DSC/e Lecture Marko Robnik-Sikonja, Explaining individual predictions with perturbations of inputs
- 24 January
- 12:30 - 13:30
- Luna, Corona room (Koepelzaal)
Current research into algorithmic explanation methods for predictive models can be divided into two main approaches: gradient-based approaches limited to neural networks, and more general perturbation-based approaches which can be used with arbitrary prediction models. We present an overview of perturbation-based approaches, with focus on popular methods (EXPLAIN, IME, LIME). These methods support explanation of individual predictions but can also visualize the model as a whole. The EXPLAIN method perturbs one input at a time, IME uses game theory based sampling to control interactions between inputs, while LIME perturbs instances in the locality of explained instances. We describe their working principles, how they handle computational complexity, their visualizations as well as their advantages and disadvantages. We illustrate issues and challenges in applying the explanation methodology on practical use cases from medicine and B2B sales forecasting in a company.
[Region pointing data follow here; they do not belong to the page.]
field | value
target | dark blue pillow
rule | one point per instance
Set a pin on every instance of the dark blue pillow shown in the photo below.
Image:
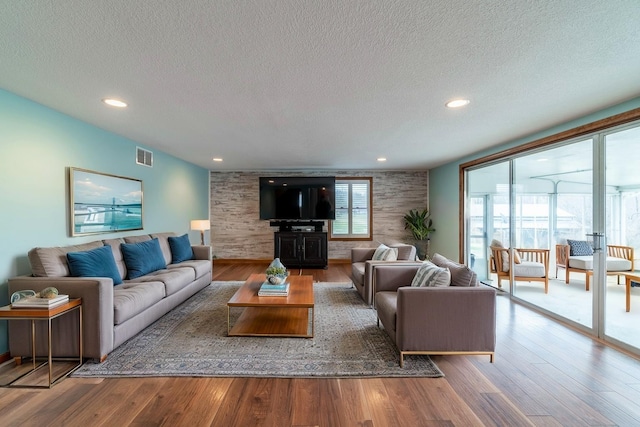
(97, 262)
(142, 258)
(579, 248)
(180, 248)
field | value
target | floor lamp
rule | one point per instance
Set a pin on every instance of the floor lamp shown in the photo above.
(201, 225)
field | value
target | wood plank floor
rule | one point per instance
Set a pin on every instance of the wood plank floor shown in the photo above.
(545, 374)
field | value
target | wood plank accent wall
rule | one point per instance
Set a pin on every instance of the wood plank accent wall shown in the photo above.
(237, 233)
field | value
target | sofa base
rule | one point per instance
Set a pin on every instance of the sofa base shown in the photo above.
(491, 354)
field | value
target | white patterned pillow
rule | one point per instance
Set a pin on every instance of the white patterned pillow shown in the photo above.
(579, 248)
(430, 275)
(385, 253)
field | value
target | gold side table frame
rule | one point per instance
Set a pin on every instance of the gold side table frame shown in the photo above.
(35, 314)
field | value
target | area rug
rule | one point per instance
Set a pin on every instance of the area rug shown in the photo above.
(192, 340)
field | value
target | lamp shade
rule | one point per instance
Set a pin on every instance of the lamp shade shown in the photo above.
(200, 224)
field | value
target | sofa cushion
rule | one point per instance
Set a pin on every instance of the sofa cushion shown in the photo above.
(405, 252)
(200, 267)
(579, 248)
(130, 299)
(173, 279)
(180, 248)
(430, 275)
(163, 239)
(137, 239)
(461, 275)
(386, 304)
(97, 262)
(117, 254)
(357, 272)
(142, 258)
(385, 253)
(52, 262)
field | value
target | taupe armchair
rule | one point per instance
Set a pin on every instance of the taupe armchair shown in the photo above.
(533, 265)
(435, 320)
(362, 267)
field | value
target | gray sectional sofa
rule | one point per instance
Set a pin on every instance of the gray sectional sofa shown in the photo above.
(112, 313)
(458, 318)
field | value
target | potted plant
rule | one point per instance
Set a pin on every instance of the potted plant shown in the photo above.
(420, 226)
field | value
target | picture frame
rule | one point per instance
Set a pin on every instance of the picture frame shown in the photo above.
(104, 203)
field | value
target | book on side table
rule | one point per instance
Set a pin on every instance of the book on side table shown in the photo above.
(269, 290)
(36, 302)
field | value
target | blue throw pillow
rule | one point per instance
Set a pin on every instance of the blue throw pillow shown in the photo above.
(180, 248)
(97, 262)
(579, 248)
(142, 258)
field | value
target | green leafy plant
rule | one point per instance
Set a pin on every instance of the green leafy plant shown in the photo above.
(419, 224)
(276, 271)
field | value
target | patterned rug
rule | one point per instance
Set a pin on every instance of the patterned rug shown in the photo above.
(191, 340)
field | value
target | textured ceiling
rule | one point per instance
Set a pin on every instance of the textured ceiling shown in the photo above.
(277, 84)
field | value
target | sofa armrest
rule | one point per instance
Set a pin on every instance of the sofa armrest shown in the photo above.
(97, 319)
(392, 275)
(361, 254)
(201, 252)
(446, 319)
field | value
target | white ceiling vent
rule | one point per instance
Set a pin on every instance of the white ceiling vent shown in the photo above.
(144, 157)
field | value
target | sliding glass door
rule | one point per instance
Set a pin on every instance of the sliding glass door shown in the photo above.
(622, 229)
(578, 201)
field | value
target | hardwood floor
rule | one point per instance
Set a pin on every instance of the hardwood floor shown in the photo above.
(544, 374)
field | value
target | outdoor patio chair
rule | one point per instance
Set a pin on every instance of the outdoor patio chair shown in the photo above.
(533, 265)
(619, 260)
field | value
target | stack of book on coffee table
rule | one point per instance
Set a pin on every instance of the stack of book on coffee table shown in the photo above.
(37, 302)
(269, 290)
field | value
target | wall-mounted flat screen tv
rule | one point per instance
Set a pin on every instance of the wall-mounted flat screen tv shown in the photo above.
(297, 198)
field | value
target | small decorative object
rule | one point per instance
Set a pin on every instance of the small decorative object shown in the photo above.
(28, 293)
(276, 272)
(49, 293)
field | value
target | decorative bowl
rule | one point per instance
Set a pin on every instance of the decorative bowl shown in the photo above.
(276, 279)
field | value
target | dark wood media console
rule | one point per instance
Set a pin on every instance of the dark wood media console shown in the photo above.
(301, 249)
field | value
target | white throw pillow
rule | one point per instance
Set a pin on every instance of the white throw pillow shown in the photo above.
(430, 275)
(385, 253)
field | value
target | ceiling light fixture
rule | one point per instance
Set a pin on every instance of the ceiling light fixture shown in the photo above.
(457, 103)
(114, 102)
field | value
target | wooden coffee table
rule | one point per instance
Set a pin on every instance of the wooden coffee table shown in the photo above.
(290, 316)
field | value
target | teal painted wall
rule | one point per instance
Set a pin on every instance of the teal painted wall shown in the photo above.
(444, 182)
(38, 145)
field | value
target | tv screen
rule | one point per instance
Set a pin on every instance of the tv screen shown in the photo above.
(297, 198)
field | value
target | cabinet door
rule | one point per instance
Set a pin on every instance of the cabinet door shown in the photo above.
(287, 248)
(315, 248)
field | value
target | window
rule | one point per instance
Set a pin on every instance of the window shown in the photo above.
(353, 210)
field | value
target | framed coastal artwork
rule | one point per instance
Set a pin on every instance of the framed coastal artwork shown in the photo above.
(103, 203)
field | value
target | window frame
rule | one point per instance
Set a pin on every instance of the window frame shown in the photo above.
(351, 237)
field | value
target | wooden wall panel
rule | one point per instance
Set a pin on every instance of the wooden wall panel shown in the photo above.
(237, 233)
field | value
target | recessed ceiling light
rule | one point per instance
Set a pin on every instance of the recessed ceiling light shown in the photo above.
(457, 103)
(115, 102)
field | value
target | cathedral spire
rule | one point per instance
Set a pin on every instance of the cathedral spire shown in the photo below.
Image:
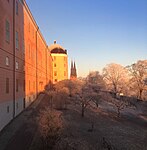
(73, 73)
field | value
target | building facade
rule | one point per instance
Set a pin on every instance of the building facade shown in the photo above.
(25, 59)
(73, 71)
(60, 62)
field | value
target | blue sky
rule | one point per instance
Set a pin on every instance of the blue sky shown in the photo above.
(95, 32)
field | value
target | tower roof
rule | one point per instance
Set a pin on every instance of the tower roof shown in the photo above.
(56, 48)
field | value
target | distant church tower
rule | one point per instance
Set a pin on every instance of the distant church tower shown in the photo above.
(73, 72)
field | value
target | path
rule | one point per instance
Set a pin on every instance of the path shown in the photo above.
(18, 135)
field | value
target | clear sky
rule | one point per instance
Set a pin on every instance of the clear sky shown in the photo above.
(95, 32)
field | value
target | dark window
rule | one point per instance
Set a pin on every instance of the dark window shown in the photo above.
(55, 73)
(64, 73)
(29, 86)
(16, 105)
(16, 85)
(24, 85)
(16, 7)
(17, 40)
(7, 85)
(8, 109)
(7, 31)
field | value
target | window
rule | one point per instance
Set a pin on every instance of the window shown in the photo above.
(7, 31)
(24, 85)
(29, 26)
(16, 85)
(29, 51)
(55, 73)
(17, 105)
(29, 85)
(8, 109)
(16, 65)
(7, 85)
(16, 8)
(23, 46)
(34, 85)
(17, 40)
(7, 61)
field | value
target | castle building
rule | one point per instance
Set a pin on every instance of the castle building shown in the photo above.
(73, 71)
(25, 60)
(60, 62)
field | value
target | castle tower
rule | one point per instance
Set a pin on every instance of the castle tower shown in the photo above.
(60, 62)
(73, 72)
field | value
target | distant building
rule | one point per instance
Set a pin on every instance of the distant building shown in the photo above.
(60, 62)
(73, 71)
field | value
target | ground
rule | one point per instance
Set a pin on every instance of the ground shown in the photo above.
(128, 132)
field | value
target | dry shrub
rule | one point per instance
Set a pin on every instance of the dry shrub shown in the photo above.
(50, 127)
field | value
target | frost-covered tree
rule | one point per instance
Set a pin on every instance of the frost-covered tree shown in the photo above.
(116, 77)
(138, 78)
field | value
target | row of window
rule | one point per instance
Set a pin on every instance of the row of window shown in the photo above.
(16, 8)
(55, 73)
(8, 63)
(63, 58)
(17, 85)
(55, 65)
(7, 30)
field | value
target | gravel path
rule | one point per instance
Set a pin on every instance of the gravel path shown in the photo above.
(19, 134)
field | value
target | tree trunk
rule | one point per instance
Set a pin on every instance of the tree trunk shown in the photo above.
(118, 112)
(83, 109)
(140, 94)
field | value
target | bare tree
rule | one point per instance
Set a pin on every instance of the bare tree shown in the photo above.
(50, 127)
(116, 77)
(138, 73)
(61, 98)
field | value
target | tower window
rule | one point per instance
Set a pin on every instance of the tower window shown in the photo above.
(17, 40)
(7, 31)
(16, 85)
(16, 7)
(16, 65)
(7, 85)
(7, 61)
(55, 73)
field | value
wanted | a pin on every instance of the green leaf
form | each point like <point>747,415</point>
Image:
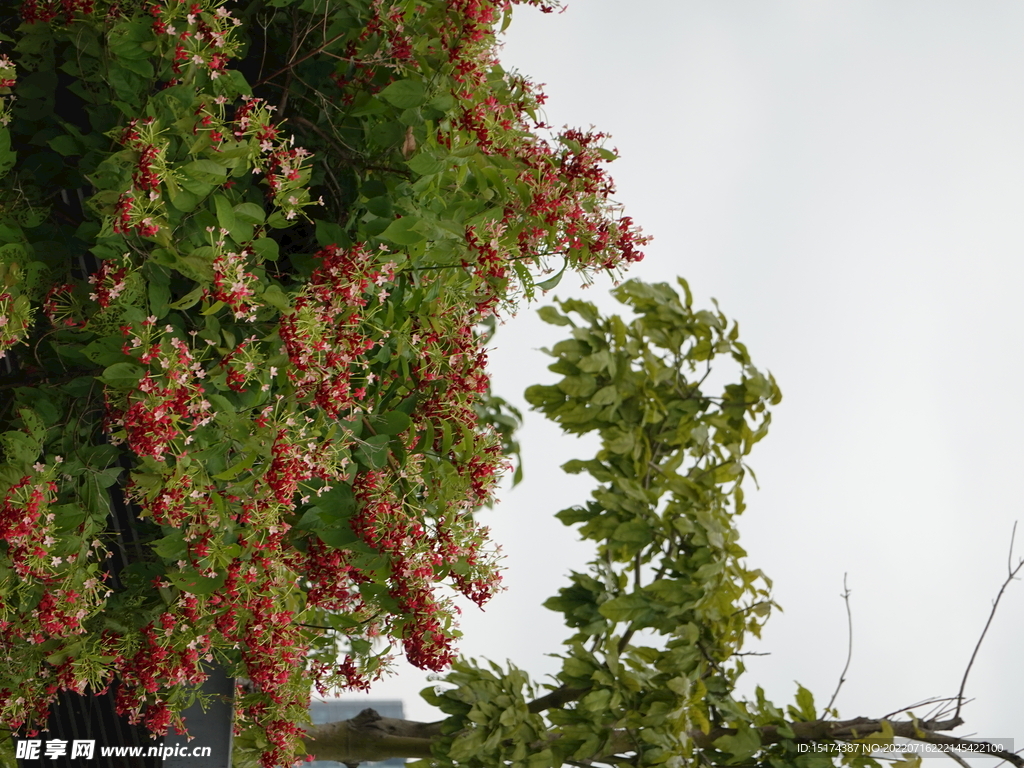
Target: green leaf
<point>250,213</point>
<point>194,583</point>
<point>400,231</point>
<point>425,164</point>
<point>123,375</point>
<point>404,93</point>
<point>225,213</point>
<point>625,608</point>
<point>205,171</point>
<point>552,315</point>
<point>65,144</point>
<point>236,469</point>
<point>805,704</point>
<point>743,744</point>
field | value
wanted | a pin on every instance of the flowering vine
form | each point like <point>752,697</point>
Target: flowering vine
<point>266,334</point>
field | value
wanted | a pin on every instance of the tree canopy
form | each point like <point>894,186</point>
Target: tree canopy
<point>251,258</point>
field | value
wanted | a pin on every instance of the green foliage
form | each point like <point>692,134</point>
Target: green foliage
<point>657,624</point>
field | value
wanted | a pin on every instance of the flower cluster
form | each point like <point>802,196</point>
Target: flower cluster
<point>138,207</point>
<point>325,335</point>
<point>161,404</point>
<point>231,284</point>
<point>61,309</point>
<point>58,587</point>
<point>110,282</point>
<point>46,10</point>
<point>7,80</point>
<point>202,35</point>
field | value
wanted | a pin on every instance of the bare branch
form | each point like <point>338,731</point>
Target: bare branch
<point>849,643</point>
<point>1013,571</point>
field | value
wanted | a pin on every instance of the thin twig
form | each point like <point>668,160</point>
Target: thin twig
<point>956,759</point>
<point>995,604</point>
<point>849,643</point>
<point>297,61</point>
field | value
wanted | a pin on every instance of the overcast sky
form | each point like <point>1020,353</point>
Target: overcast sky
<point>847,179</point>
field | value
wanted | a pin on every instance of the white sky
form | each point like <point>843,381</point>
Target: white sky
<point>848,180</point>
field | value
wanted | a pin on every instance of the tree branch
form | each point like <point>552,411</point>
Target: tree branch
<point>849,644</point>
<point>1013,571</point>
<point>557,697</point>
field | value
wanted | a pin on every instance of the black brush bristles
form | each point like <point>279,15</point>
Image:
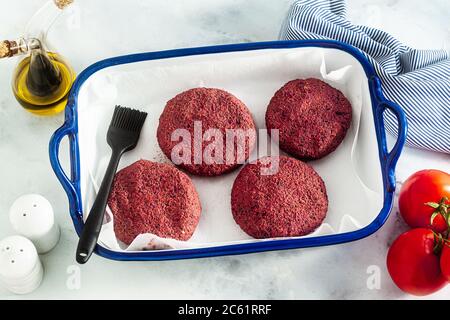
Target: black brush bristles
<point>128,119</point>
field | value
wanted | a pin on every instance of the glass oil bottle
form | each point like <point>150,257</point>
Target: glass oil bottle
<point>42,78</point>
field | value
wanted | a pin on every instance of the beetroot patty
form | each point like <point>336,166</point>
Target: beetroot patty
<point>215,109</point>
<point>291,202</point>
<point>149,197</point>
<point>313,118</point>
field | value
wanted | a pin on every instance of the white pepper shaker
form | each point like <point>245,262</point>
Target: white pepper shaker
<point>21,270</point>
<point>32,216</point>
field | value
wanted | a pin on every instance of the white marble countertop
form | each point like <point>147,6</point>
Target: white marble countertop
<point>336,272</point>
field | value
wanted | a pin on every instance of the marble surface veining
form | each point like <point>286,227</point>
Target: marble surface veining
<point>336,272</point>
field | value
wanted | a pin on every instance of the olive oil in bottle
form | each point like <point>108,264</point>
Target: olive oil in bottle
<point>42,81</point>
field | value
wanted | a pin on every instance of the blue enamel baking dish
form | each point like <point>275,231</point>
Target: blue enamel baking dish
<point>387,159</point>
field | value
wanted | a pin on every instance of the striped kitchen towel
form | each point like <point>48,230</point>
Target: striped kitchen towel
<point>417,80</point>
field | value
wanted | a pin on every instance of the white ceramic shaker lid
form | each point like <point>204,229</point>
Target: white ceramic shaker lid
<point>32,216</point>
<point>20,268</point>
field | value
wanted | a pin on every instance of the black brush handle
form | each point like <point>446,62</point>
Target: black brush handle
<point>93,225</point>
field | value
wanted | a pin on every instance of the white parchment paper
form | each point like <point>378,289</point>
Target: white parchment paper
<point>352,173</point>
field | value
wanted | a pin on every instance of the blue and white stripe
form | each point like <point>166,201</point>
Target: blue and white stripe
<point>417,80</point>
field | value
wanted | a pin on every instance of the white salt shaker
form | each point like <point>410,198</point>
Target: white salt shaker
<point>21,270</point>
<point>32,216</point>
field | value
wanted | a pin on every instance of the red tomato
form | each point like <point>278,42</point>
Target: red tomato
<point>421,188</point>
<point>445,261</point>
<point>413,265</point>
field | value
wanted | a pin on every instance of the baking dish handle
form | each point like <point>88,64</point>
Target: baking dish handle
<point>390,158</point>
<point>70,185</point>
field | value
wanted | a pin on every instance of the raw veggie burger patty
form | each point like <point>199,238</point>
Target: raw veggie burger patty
<point>291,202</point>
<point>149,197</point>
<point>313,118</point>
<point>216,109</point>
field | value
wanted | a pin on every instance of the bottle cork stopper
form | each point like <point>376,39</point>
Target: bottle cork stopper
<point>62,3</point>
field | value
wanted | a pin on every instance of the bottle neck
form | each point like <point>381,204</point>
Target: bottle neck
<point>10,48</point>
<point>36,30</point>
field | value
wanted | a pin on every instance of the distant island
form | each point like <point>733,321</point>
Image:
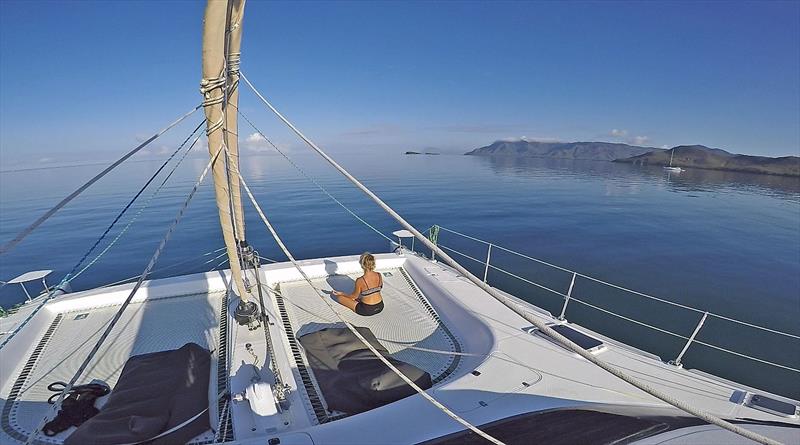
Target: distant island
<point>699,156</point>
<point>593,151</point>
<point>685,156</point>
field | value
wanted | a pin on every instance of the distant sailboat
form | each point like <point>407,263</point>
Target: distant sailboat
<point>669,167</point>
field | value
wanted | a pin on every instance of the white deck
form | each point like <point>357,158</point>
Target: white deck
<point>518,372</point>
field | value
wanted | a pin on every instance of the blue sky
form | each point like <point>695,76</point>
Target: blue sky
<point>95,77</point>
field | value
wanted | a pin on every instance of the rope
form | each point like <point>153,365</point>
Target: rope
<point>546,330</point>
<point>173,265</point>
<point>640,323</point>
<point>127,302</point>
<point>355,332</point>
<point>69,277</point>
<point>597,280</point>
<point>310,178</point>
<point>27,231</point>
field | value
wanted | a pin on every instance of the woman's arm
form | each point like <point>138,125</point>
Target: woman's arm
<point>354,295</point>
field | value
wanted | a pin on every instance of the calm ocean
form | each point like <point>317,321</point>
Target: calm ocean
<point>728,243</point>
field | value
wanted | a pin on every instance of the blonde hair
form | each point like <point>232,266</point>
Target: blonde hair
<point>367,261</point>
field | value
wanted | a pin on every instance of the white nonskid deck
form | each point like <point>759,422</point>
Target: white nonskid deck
<point>156,321</point>
<point>486,363</point>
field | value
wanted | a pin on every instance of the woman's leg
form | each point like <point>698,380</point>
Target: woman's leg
<point>348,302</point>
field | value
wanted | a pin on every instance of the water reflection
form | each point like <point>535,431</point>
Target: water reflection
<point>690,180</point>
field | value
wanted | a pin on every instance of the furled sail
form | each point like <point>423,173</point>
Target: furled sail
<point>234,44</point>
<point>213,87</point>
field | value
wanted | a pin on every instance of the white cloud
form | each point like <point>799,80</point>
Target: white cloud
<point>618,133</point>
<point>254,142</point>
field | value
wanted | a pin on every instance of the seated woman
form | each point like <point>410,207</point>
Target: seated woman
<point>366,298</point>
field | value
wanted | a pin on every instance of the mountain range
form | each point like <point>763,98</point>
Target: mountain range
<point>595,151</point>
<point>685,156</point>
<point>699,156</point>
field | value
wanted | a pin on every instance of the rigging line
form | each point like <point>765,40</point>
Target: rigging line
<point>173,265</point>
<point>622,288</point>
<point>310,178</point>
<point>27,231</point>
<point>141,209</point>
<point>67,277</point>
<point>544,328</point>
<point>355,332</point>
<point>118,315</point>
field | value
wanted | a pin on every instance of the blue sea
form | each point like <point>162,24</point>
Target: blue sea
<point>723,242</point>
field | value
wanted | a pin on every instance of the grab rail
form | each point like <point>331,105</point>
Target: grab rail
<point>567,297</point>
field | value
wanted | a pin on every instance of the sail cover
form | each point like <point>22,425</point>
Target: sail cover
<point>156,392</point>
<point>351,378</point>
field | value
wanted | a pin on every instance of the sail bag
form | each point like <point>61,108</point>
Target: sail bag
<point>155,393</point>
<point>351,378</point>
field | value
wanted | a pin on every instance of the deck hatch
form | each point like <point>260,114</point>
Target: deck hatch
<point>771,405</point>
<point>585,341</point>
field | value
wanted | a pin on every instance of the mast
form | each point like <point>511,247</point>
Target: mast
<point>213,86</point>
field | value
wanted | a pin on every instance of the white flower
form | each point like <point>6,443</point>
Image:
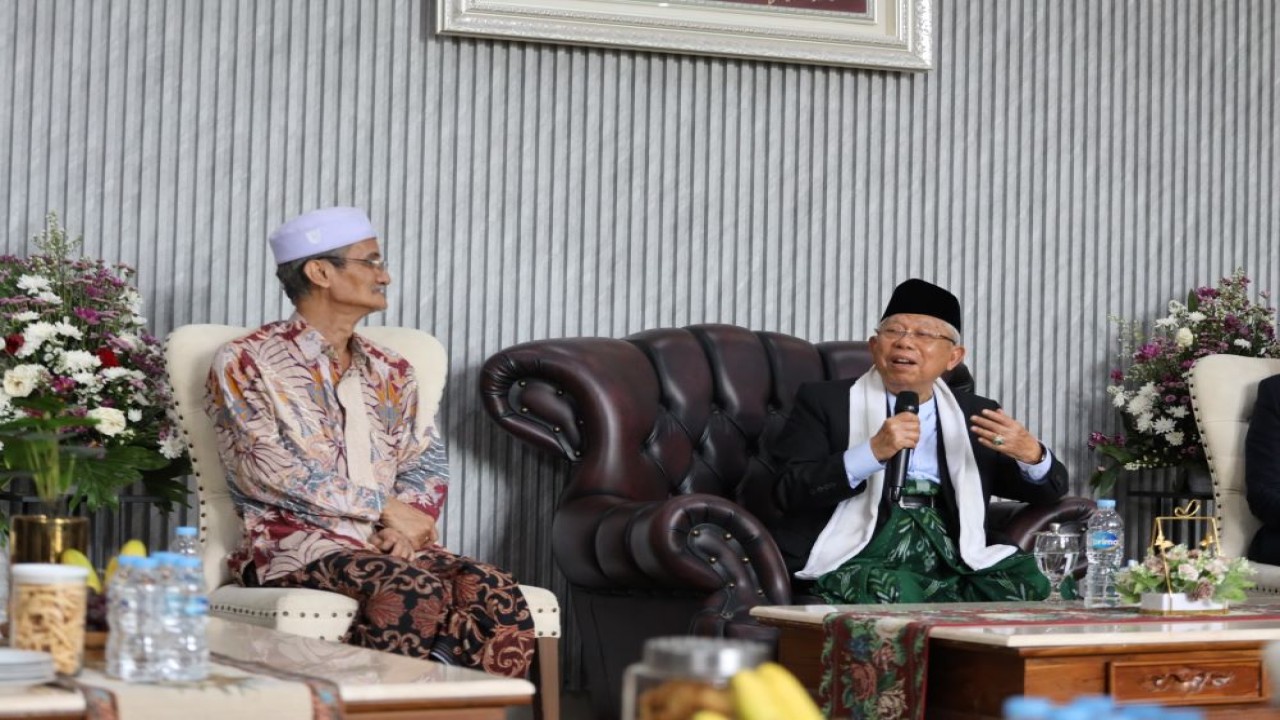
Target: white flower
<point>33,336</point>
<point>21,381</point>
<point>172,447</point>
<point>87,379</point>
<point>110,422</point>
<point>1184,337</point>
<point>1139,404</point>
<point>77,361</point>
<point>68,329</point>
<point>133,300</point>
<point>129,341</point>
<point>114,373</point>
<point>33,285</point>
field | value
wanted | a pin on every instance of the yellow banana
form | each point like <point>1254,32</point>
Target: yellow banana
<point>789,695</point>
<point>753,700</point>
<point>72,556</point>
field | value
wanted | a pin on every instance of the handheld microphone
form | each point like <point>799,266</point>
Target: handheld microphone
<point>906,401</point>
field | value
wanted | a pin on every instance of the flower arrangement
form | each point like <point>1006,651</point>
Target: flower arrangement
<point>1198,574</point>
<point>1151,392</point>
<point>85,402</point>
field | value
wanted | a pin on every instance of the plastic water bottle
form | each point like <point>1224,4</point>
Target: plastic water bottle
<point>132,600</point>
<point>191,642</point>
<point>146,647</point>
<point>168,614</point>
<point>1104,546</point>
<point>122,619</point>
<point>184,541</point>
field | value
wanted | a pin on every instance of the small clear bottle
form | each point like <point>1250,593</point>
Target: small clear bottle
<point>699,669</point>
<point>186,541</point>
<point>48,607</point>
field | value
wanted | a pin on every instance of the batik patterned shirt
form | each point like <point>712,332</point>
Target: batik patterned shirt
<point>277,402</point>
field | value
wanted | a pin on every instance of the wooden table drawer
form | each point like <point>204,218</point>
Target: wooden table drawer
<point>1200,682</point>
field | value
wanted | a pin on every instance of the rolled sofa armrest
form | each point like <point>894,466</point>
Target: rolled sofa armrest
<point>699,543</point>
<point>1020,522</point>
<point>588,400</point>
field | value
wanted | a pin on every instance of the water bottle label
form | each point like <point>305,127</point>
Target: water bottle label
<point>1104,540</point>
<point>197,607</point>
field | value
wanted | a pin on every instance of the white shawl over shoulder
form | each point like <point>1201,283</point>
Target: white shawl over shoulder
<point>854,520</point>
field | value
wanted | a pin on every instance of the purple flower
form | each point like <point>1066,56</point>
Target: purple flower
<point>87,314</point>
<point>1148,351</point>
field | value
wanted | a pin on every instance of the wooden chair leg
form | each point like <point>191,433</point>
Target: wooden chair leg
<point>547,664</point>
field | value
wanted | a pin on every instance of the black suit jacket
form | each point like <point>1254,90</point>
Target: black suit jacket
<point>1262,472</point>
<point>812,481</point>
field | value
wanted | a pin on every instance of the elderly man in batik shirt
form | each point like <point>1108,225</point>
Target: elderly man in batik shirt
<point>337,477</point>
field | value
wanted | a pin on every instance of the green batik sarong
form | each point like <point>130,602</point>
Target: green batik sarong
<point>913,559</point>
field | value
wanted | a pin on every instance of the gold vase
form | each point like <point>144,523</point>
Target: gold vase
<point>42,538</point>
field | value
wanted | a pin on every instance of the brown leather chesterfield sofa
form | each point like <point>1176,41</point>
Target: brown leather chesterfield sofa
<point>661,527</point>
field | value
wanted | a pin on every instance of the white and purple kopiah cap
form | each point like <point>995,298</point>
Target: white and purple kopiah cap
<point>318,231</point>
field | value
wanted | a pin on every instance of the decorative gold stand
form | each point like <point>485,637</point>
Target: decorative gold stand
<point>1169,604</point>
<point>41,538</point>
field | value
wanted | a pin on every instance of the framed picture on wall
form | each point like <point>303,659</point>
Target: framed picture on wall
<point>865,33</point>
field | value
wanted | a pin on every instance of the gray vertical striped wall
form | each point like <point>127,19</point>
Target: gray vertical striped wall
<point>1063,162</point>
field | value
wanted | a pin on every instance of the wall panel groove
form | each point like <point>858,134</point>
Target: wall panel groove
<point>1061,163</point>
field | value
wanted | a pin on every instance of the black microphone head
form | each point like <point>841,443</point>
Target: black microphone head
<point>908,401</point>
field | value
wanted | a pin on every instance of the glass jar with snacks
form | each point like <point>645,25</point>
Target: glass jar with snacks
<point>681,675</point>
<point>46,611</point>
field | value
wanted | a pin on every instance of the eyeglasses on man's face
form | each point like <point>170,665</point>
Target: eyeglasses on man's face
<point>376,265</point>
<point>896,333</point>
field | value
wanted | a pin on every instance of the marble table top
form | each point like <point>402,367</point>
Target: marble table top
<point>361,675</point>
<point>1014,624</point>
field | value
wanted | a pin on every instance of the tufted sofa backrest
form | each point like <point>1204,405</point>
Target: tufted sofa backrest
<point>666,411</point>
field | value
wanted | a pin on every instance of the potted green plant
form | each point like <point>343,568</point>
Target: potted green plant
<point>1179,580</point>
<point>85,402</point>
<point>1148,390</point>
Marko Robnik-Šikonja is Professor of Computer Science and Informatics and Head of Artificial Intelligence Chair at University of Ljubljana, Faculty of Computer and Information Science. His research interests span machine learning, data mining, knowledge discovery in databases, cognitive modelling, natural language processing and application of data mining techniques. His most notable scientific results concern feature evaluation, ensemble learning, network analysis, cost-sensitive learning, model and prediction explanation, generation of semi-artificial data, and natural language analysis. He is (co)author of more than 100 scientific publications and three open source R data mining packages.